A exemplo do que acontecia com Lula na campanha presidencial ou após a vitória, algumas pessoas choram ao encontrá-la. "Desculpe, eu vou chorar", diz Maria do Carmo Pimentel, presidente da Associação Gaúcha dos Fiscais de Previdência, após já ter chorado na sala de Helena e voltar a fazê-lo do lado de fora, durante uma sessão de fotos.
Outro que chorou foi o amazonense Bernardino Furtado. "Se você sair, não sou mais PT", disse a ela. Depois chora e afirma: "Eles vão pagar, vão pagar". E volta a criticar Lula e os rumos do atual governo.

Lula e Suplicy
Helena também responsabiliza o presidente pelo processo que sofre no partido.
"Nunca compartilhei da análise preconceituosa de setores da elite nacional, que sempre apresentaram Lula como um despreparado e facilmente influenciável na condução do poder. Até porque ele é a maior liderança da América Latina", afirma. "Essa análise vale para o bem e para o mal. Não tenho dúvida de que todas as decisões tomadas pela cúpula palaciana do partido têm direta interferência dele."

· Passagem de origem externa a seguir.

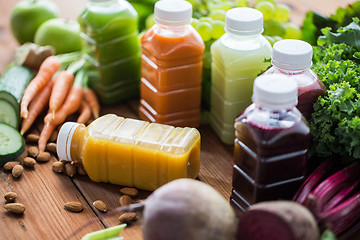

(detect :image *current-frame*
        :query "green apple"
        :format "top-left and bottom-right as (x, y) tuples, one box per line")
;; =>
(10, 0), (59, 44)
(34, 18), (82, 54)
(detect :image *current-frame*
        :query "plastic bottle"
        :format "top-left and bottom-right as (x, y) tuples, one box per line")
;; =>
(78, 0), (140, 104)
(230, 74), (310, 211)
(210, 7), (271, 144)
(57, 114), (200, 191)
(139, 0), (205, 127)
(264, 39), (326, 119)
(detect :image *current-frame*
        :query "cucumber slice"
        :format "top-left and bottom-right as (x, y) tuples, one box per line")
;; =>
(0, 123), (25, 167)
(0, 99), (19, 128)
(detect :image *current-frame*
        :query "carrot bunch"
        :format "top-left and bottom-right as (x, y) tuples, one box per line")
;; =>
(20, 56), (100, 152)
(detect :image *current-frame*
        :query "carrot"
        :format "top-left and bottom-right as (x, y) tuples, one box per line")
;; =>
(20, 81), (54, 135)
(20, 56), (61, 118)
(44, 86), (83, 125)
(38, 124), (57, 152)
(76, 100), (91, 123)
(49, 70), (74, 117)
(84, 88), (100, 118)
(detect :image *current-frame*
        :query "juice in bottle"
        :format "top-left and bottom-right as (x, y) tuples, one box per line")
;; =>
(230, 74), (310, 212)
(57, 114), (200, 191)
(139, 0), (205, 127)
(78, 0), (140, 104)
(210, 7), (271, 144)
(264, 39), (326, 119)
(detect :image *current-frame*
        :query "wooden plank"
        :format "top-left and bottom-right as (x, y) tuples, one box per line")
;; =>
(0, 0), (358, 240)
(0, 143), (103, 240)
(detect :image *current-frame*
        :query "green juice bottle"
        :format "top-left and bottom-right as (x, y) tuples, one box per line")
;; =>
(210, 7), (272, 144)
(78, 0), (140, 104)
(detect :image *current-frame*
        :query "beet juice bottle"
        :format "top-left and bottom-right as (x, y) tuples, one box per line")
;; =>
(230, 74), (310, 211)
(264, 39), (326, 119)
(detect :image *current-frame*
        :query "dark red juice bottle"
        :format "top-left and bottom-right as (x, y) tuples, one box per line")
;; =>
(264, 39), (326, 119)
(230, 74), (310, 211)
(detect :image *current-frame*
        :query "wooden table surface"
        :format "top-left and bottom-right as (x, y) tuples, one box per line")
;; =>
(0, 0), (353, 240)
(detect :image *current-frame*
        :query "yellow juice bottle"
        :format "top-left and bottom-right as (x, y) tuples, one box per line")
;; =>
(57, 114), (200, 191)
(210, 7), (272, 144)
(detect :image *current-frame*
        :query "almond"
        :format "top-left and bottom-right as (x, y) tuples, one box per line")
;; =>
(4, 203), (25, 214)
(71, 161), (82, 167)
(119, 195), (132, 206)
(24, 157), (36, 168)
(59, 158), (69, 165)
(4, 192), (17, 202)
(64, 202), (84, 212)
(4, 162), (20, 171)
(93, 200), (107, 212)
(49, 130), (59, 142)
(11, 165), (24, 178)
(52, 161), (64, 173)
(28, 146), (39, 158)
(119, 212), (137, 223)
(36, 152), (51, 162)
(46, 143), (56, 154)
(26, 133), (39, 143)
(77, 165), (87, 176)
(120, 187), (139, 197)
(65, 163), (76, 177)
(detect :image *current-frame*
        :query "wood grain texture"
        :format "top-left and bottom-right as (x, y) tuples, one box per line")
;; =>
(0, 0), (358, 240)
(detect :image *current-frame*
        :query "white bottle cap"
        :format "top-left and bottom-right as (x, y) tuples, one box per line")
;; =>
(225, 7), (264, 35)
(56, 122), (81, 162)
(252, 74), (298, 110)
(154, 0), (192, 26)
(271, 39), (313, 70)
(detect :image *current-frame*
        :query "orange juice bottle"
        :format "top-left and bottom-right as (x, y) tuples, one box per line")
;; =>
(57, 114), (200, 191)
(139, 0), (205, 127)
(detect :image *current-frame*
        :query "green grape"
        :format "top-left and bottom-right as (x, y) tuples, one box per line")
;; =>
(255, 1), (275, 21)
(145, 14), (155, 29)
(273, 36), (283, 43)
(264, 19), (285, 37)
(209, 9), (226, 21)
(220, 1), (235, 11)
(195, 22), (213, 42)
(255, 0), (277, 6)
(264, 35), (275, 46)
(207, 1), (235, 12)
(236, 0), (250, 7)
(191, 18), (200, 28)
(199, 17), (213, 24)
(284, 23), (301, 39)
(212, 20), (225, 39)
(274, 4), (291, 22)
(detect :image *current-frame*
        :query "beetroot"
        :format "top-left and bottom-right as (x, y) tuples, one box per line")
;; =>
(142, 179), (236, 240)
(238, 201), (320, 240)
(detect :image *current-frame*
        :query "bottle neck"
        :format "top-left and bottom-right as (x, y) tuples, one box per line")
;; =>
(273, 65), (310, 75)
(244, 104), (302, 129)
(226, 32), (262, 40)
(153, 23), (190, 37)
(70, 125), (86, 163)
(88, 0), (119, 7)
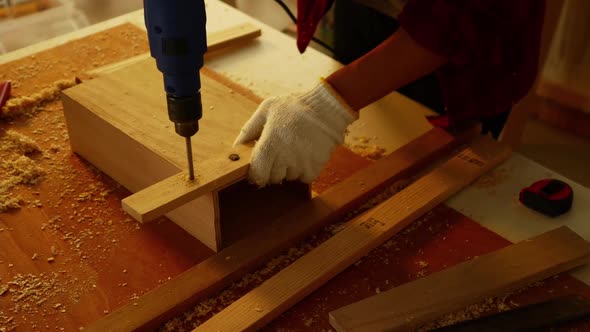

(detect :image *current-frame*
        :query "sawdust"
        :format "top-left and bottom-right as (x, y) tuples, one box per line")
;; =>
(0, 130), (45, 212)
(473, 168), (510, 190)
(0, 78), (81, 119)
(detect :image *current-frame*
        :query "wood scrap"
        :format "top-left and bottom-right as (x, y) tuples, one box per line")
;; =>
(330, 227), (590, 331)
(195, 139), (510, 331)
(85, 128), (461, 331)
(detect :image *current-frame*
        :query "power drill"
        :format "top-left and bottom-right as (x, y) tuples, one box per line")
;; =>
(143, 0), (207, 180)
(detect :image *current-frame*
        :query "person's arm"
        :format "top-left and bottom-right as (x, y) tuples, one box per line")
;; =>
(326, 28), (447, 111)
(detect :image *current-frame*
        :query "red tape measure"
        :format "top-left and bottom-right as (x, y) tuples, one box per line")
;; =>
(518, 179), (574, 217)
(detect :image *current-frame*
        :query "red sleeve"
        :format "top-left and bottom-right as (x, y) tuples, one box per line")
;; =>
(399, 0), (542, 64)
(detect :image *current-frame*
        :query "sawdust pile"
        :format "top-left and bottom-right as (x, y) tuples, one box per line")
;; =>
(0, 78), (81, 119)
(0, 130), (44, 212)
(0, 270), (92, 331)
(346, 136), (386, 160)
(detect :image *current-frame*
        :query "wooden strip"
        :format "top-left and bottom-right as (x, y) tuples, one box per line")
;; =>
(121, 147), (250, 223)
(88, 23), (262, 75)
(195, 138), (510, 331)
(330, 226), (590, 331)
(85, 128), (458, 332)
(435, 295), (590, 332)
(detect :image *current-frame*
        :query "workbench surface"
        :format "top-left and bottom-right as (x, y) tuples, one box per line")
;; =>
(0, 0), (590, 330)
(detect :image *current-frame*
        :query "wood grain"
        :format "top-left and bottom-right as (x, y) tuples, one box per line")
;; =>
(85, 128), (458, 331)
(195, 138), (510, 331)
(330, 226), (590, 331)
(88, 23), (261, 76)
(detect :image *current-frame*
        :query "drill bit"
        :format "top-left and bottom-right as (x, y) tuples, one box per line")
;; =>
(185, 137), (195, 181)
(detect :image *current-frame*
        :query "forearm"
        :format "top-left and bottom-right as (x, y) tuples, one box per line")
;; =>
(326, 28), (447, 111)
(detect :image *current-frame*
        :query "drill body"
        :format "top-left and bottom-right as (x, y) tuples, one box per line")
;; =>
(143, 0), (207, 137)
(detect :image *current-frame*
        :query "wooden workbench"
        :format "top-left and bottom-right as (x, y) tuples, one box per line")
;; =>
(0, 0), (590, 328)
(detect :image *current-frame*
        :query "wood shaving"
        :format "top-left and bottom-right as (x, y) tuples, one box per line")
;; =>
(0, 78), (81, 119)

"O que mais dói", ela diz, é não entender as razões da mudança, da discrepância entre o que considera as propostas históricas de seu partido e o atual governo.
"Isso para mim é que é o mais doloroso. Para mim é muito doloroso. É evidente que essa mudança, que esse abismo não pode ser atribuído a nada que esteja no âmbito da psicologia humana -por mais que a gente brinque que alguém, mais cedo ou mais tarde, irá para um divã por dupla personalidade ideológica."
Questionada sobre alguma possível explicação, responde: "Mas qual? Ninguém consegue".
As críticas ao presidente são frequentes nas cartas que recebe. Diz uma das remetentes: "Uma coisa que me deixa pasma, e até mesmo envergonhada de ser brasileira é ver o papel que o Lula está fazendo". Mais adiante, a mesma admiradora afirma: "Vamos falar de Eduardo Suplicy [senador pelo PT paulista]. Sou fanzona do Eduardo também, mas confesso: não estou conseguindo entender a sua calmaria".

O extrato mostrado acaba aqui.